Prince William is sharing insight into how he’s walking his three children through the death of their great-grandmother Queen Elizabeth II. The royal told one well-wisher, a school teacher named Elaine Gee, that he’s trying to maintain a sense of normalcy.
“I told him how I work at a school and how it’s been a strange year celebrating the Jubilee and now it’s all changed and we are talking about this,” Gee told PEOPLE. “He spoke about George, Charlotte and Louis, saying that they were trying to keep some sense of continuity for them at school and keep things as normal as possible.”
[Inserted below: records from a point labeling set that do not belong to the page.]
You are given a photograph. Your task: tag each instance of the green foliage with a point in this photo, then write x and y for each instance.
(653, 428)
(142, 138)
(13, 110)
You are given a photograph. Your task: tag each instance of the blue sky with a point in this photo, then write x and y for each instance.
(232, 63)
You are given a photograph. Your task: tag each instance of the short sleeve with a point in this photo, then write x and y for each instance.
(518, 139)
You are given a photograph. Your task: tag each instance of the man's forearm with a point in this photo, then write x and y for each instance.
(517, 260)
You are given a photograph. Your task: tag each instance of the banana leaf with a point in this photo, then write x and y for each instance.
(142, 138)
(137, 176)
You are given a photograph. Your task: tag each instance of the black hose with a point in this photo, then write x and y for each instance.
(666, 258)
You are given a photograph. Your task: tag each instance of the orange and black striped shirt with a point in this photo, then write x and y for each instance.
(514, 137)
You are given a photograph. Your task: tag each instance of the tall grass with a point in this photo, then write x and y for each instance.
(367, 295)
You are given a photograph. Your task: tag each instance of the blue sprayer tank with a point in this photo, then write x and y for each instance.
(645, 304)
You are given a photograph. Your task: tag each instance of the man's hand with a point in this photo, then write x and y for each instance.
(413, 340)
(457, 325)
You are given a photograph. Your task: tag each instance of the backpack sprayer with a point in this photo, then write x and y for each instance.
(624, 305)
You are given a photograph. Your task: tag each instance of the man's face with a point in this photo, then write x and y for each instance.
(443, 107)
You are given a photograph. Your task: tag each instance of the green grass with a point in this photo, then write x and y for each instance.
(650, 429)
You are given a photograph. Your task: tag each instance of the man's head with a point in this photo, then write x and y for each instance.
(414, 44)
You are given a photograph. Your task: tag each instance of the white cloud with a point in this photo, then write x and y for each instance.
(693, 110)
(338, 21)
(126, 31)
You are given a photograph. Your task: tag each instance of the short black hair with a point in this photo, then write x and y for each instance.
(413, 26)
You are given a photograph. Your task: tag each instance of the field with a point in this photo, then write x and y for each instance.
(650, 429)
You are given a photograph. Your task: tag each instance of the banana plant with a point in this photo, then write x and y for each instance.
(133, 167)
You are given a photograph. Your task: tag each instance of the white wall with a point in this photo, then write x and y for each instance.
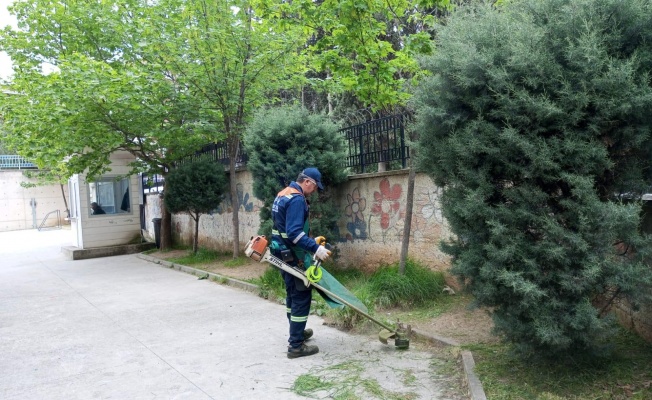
(15, 209)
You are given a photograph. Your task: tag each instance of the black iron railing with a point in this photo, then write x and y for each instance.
(219, 152)
(377, 145)
(8, 161)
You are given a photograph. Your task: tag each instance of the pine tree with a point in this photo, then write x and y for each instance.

Gee also spoke to Kate Middleton, who shared some insight into how the whole family is doing. “Catherine thanked me, and she said that all the nation were feeling it,” she said. “They were both very kind and gentle and genuine. It was very special — definitely a moment I will always treasure.”
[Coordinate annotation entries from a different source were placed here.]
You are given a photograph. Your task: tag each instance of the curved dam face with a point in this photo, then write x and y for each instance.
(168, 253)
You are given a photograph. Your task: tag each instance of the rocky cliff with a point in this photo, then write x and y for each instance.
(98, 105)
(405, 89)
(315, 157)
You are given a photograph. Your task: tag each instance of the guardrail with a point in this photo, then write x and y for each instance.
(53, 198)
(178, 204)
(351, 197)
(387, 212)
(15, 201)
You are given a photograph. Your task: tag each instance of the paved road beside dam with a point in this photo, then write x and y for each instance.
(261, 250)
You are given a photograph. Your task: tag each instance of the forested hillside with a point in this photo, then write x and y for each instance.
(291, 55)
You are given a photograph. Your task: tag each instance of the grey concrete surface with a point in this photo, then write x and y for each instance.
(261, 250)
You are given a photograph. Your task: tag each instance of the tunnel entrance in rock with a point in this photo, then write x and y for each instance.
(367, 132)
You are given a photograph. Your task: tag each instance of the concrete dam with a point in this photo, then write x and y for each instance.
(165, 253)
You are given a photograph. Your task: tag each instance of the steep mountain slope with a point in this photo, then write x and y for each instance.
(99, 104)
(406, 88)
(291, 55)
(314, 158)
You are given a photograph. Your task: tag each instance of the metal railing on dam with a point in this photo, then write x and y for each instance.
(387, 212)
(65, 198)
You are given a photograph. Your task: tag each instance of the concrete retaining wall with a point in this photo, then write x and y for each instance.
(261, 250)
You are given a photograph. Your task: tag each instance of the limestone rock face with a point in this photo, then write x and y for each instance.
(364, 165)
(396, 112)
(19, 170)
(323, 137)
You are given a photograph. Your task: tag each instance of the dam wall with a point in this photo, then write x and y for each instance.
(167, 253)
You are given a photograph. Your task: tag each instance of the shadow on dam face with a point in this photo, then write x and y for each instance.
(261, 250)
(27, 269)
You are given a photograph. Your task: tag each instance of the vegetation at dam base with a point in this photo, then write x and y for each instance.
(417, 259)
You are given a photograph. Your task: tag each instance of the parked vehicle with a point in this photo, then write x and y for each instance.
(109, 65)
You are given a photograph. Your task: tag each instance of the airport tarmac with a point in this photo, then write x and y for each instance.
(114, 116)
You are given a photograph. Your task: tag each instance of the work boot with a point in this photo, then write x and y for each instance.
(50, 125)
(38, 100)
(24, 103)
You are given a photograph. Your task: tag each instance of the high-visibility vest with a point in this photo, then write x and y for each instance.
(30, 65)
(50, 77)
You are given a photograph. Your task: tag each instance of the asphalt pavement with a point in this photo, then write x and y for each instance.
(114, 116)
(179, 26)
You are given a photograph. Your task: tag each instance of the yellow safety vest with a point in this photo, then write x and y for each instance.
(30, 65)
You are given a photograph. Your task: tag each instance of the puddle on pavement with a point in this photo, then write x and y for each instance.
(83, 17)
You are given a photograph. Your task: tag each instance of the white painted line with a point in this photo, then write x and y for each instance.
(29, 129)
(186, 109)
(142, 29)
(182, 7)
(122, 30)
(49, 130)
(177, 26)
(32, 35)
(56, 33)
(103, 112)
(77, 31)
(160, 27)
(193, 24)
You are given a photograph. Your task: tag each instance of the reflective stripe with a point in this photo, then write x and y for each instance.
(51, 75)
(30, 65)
Prince William offered a heartfelt statement after his grandmother passed away last week, explaining just how much the royal meant to himself, his wife and his children.
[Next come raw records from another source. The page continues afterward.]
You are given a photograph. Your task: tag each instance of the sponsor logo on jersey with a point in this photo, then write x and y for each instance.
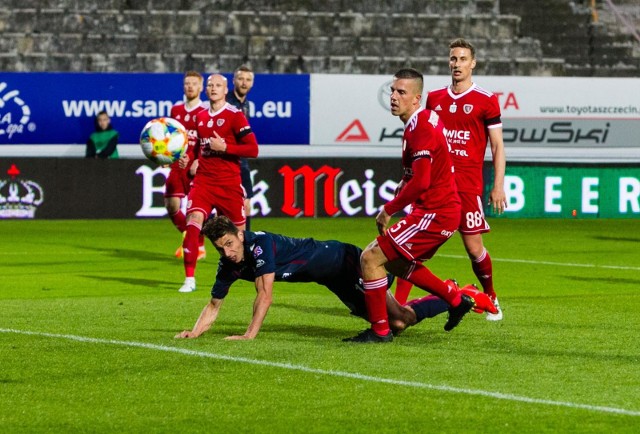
(433, 119)
(257, 252)
(354, 132)
(420, 154)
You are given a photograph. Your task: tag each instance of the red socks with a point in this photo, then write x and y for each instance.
(375, 296)
(403, 288)
(179, 220)
(423, 278)
(483, 270)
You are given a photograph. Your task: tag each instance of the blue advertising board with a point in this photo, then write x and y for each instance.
(59, 108)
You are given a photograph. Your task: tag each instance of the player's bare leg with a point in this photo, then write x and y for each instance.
(179, 220)
(375, 283)
(482, 268)
(195, 220)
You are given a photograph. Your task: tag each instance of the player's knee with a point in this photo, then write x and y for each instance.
(397, 326)
(369, 259)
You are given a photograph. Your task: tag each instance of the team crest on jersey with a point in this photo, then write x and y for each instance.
(433, 119)
(257, 252)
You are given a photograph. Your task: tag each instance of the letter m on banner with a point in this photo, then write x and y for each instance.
(310, 178)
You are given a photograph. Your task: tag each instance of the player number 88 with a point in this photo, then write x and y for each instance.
(474, 219)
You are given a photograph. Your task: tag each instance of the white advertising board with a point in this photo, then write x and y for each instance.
(537, 112)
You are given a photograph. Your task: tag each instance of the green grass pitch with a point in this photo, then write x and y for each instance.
(89, 309)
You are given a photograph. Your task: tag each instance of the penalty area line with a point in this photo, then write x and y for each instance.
(342, 374)
(559, 264)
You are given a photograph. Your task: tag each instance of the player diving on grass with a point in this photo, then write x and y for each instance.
(265, 258)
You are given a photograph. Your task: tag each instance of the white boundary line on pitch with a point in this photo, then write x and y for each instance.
(342, 374)
(442, 255)
(560, 264)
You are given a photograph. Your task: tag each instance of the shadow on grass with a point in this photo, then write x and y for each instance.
(140, 255)
(610, 238)
(605, 280)
(163, 284)
(332, 311)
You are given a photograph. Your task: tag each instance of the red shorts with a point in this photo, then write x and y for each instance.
(418, 236)
(472, 219)
(227, 200)
(178, 183)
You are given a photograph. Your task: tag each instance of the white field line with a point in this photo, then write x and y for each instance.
(342, 374)
(440, 255)
(558, 264)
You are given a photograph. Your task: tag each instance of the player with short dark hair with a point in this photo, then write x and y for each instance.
(243, 79)
(224, 136)
(472, 115)
(428, 185)
(264, 258)
(179, 180)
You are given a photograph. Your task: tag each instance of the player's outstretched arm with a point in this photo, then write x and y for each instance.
(205, 320)
(264, 289)
(497, 196)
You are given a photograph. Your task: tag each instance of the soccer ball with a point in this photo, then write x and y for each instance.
(163, 140)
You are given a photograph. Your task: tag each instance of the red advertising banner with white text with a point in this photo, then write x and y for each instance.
(66, 188)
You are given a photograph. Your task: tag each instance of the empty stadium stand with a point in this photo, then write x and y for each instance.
(513, 37)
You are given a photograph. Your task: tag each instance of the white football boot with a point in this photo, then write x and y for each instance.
(189, 285)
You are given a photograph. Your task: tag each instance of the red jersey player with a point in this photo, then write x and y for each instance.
(471, 115)
(429, 186)
(179, 180)
(224, 136)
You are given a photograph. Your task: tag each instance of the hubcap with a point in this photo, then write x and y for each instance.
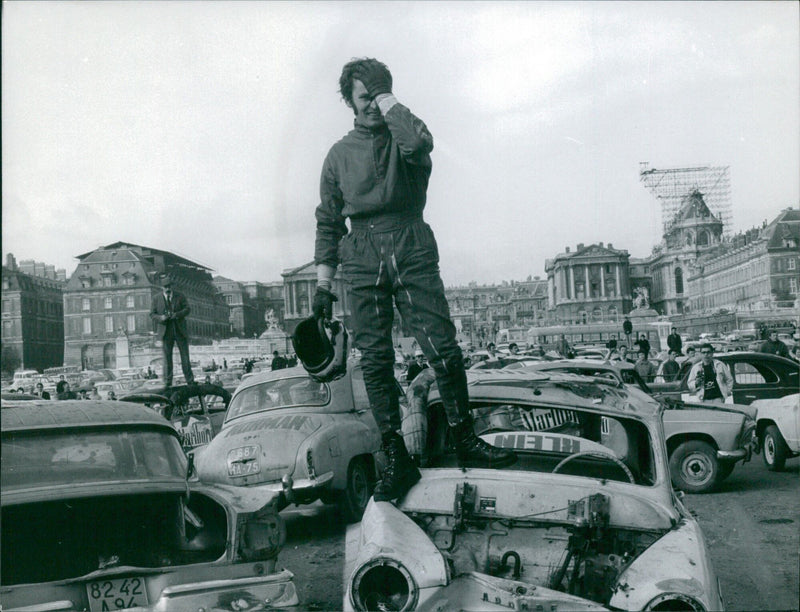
(769, 449)
(697, 468)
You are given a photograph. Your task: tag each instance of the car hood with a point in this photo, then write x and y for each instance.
(258, 449)
(513, 493)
“…While I will grieve her loss, I also feel incredibly grateful. I have had the benefit of The Queen’s wisdom and reassurance into my fifth decade. My wife has had twenty years of her guidance and support. My three children have got to spend holidays with her and create memories that will last their whole lives,” he said. “She was by my side at my happiest moments. And she was by my side during the saddest days of my life. I knew this day would come, but it will be some time before the reality of life without Grannie will truly feel real.”
The Queen had a special relationship with her great-grandchildren, who could often be spotted by her side at royal events. Prince George adorably called her “Gan Gan,” according to Middleton. “She always leaves a little gift or something in their room when we go and stay,” the royal told ITV in 2016. “That just shows, I think, her love for her family.”
Prince Harry also shared a message about the important role that the Queen played as both a grandmother and a great-grandmother. “I am forever grateful for all of our first meetings — from my earliest childhood memories with you, to meeting you for the first time as my Commander-in-Chief, to the first moment you met my darling wife and hugged your beloved great-grandchildren,” he wrote in a statement, following her passing. “I cherish these times shared with you, and the many other special moments in between.”
To most, she was Queen Elizabeth II — but to some, she was simply “Granny”.